Scores of Warner Bros. Records staffers past and present gathered on Saturday at the company’s headquarters since 1975 to say goodbye to the venerable building just off Riverside Drive in Burbank. Susan Leon and Kevin Laffey organized the bittersweet celebration, and WB Entertainment's Lisa Margolis took the exterior photos. Aaron Bay-Schuck, Tom Corson and their staff are preparing for their 3/18 move into the onetime Ford assembly plant in DTLA. 

On hand were four guys who don’t really need name tags when they’re in the vicinity of 3300 Warner Blvd. Posing in this photo opp for old time's sake are Hale Milgrim, Jeff Ayeroff, Jim Wagner and Jeff Gold in the lobby of the art department. The photo was taken by fellow former Bunny Tim Devine, who made an interesting point in his Facebook post:

“The Warner Bros. ‘ski chalet’ is the only building I know of (besides the Capitol Tower) that was built specifically to hold its record label occupants. Many labels have had their own building (A&M on the Chaplin lot, the original Geffen on Sunset (the former Howard Hughes offices, of course!), though most were just in standard-issue office buildings here and in N.Y. 3300 Warner Blvd. was built to hold WBR and (again like Capitol) is its only occupant ever. Many people may not think of it this way, but that is rare.”

A bit of history from our own I.B. Bad: “Along with CBS and sister labels Elektra and Atlantic, Warners dominated the musical landscape of the ’70s and ’80s. We’d long viewed WB as a special place, and during the years we worked for the label—from 1978 to ’86—we got a close-up look at what made it unique and why the Burbank ski lodge was the place to be, a major with the heart of an indie.
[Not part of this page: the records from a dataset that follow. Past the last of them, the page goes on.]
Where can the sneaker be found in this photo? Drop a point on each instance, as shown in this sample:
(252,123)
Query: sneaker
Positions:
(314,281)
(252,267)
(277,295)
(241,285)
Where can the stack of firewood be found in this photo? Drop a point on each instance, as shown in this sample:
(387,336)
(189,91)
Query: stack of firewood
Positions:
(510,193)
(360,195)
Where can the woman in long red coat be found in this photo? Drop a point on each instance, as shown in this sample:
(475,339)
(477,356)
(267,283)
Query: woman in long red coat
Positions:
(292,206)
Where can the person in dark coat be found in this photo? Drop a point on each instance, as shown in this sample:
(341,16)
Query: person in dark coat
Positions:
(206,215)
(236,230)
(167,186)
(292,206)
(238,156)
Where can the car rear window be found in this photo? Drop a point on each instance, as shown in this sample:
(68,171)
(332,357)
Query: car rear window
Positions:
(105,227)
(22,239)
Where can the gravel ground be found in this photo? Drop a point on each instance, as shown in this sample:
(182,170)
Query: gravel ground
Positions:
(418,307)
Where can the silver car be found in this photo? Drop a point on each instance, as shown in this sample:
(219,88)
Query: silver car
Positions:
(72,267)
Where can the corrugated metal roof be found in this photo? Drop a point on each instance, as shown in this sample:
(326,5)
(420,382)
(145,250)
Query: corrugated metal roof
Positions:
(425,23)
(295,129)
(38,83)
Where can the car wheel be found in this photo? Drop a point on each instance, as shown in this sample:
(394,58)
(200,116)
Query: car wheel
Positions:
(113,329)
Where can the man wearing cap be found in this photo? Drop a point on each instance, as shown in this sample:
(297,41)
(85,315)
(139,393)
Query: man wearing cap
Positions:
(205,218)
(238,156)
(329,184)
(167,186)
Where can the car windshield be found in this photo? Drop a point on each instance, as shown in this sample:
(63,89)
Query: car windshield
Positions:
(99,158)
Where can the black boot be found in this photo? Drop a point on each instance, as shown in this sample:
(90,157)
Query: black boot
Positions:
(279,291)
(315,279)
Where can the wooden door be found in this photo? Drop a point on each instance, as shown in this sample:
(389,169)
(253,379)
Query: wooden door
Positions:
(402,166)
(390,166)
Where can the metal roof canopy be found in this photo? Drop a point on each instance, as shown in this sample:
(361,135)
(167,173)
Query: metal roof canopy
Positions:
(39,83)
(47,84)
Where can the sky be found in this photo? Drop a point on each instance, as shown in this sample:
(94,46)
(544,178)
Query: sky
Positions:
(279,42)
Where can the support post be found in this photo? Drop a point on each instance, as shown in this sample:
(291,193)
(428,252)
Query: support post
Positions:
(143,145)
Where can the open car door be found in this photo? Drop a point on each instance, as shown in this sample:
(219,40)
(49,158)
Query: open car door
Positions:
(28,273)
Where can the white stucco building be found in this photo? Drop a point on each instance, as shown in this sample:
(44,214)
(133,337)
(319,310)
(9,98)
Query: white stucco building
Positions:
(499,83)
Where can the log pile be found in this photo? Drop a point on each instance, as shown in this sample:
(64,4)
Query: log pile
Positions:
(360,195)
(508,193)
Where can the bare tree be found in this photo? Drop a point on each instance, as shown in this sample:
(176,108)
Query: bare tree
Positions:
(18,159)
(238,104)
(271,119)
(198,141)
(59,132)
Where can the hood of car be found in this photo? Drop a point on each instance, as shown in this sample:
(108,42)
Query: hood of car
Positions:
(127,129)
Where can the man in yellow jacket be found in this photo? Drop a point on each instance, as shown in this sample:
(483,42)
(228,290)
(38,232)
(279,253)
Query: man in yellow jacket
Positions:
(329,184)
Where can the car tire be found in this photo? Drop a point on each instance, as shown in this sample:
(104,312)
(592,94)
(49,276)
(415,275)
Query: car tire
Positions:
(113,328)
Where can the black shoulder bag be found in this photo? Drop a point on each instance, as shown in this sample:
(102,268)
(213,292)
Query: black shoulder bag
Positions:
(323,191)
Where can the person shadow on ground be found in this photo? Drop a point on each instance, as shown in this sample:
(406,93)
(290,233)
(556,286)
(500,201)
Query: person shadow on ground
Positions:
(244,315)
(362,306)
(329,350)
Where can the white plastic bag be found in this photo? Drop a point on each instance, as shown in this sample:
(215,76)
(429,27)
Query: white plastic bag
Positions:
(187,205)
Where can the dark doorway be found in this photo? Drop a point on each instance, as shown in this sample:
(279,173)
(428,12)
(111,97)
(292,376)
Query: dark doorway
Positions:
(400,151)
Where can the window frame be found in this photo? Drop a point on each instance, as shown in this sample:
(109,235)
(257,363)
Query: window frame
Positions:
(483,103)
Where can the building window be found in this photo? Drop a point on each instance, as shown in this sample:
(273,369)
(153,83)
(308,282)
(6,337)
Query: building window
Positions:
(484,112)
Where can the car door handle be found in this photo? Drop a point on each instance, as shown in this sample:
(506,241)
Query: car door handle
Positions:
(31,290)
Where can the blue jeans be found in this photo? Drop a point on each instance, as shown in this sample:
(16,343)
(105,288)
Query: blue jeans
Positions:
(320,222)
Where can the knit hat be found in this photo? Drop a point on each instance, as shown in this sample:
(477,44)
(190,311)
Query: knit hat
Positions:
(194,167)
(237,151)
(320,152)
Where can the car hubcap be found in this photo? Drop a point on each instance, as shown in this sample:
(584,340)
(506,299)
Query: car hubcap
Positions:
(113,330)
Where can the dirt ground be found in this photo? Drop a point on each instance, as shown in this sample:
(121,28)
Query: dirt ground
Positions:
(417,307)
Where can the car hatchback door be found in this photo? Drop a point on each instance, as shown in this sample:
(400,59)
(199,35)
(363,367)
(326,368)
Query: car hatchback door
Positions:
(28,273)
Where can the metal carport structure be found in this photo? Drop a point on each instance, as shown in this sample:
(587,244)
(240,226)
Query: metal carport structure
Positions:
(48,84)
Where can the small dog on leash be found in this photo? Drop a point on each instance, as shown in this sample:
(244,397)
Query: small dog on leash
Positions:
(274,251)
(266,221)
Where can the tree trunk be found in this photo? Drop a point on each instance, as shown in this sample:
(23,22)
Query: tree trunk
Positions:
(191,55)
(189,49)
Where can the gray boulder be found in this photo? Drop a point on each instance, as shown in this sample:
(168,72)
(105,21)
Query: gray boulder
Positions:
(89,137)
The in-house producers and the acts they produced for the A&R-driven label were at ground zero of this remarkably creative era. This impressive array of execs was brilliantly managed by Mo Ostin.”

Will the 89,452 sq. ft. building, designed by legendary SoCal architect A. Quincy Jones, receive historic-landmark status? The place would inarguably make one helluva music-biz museum.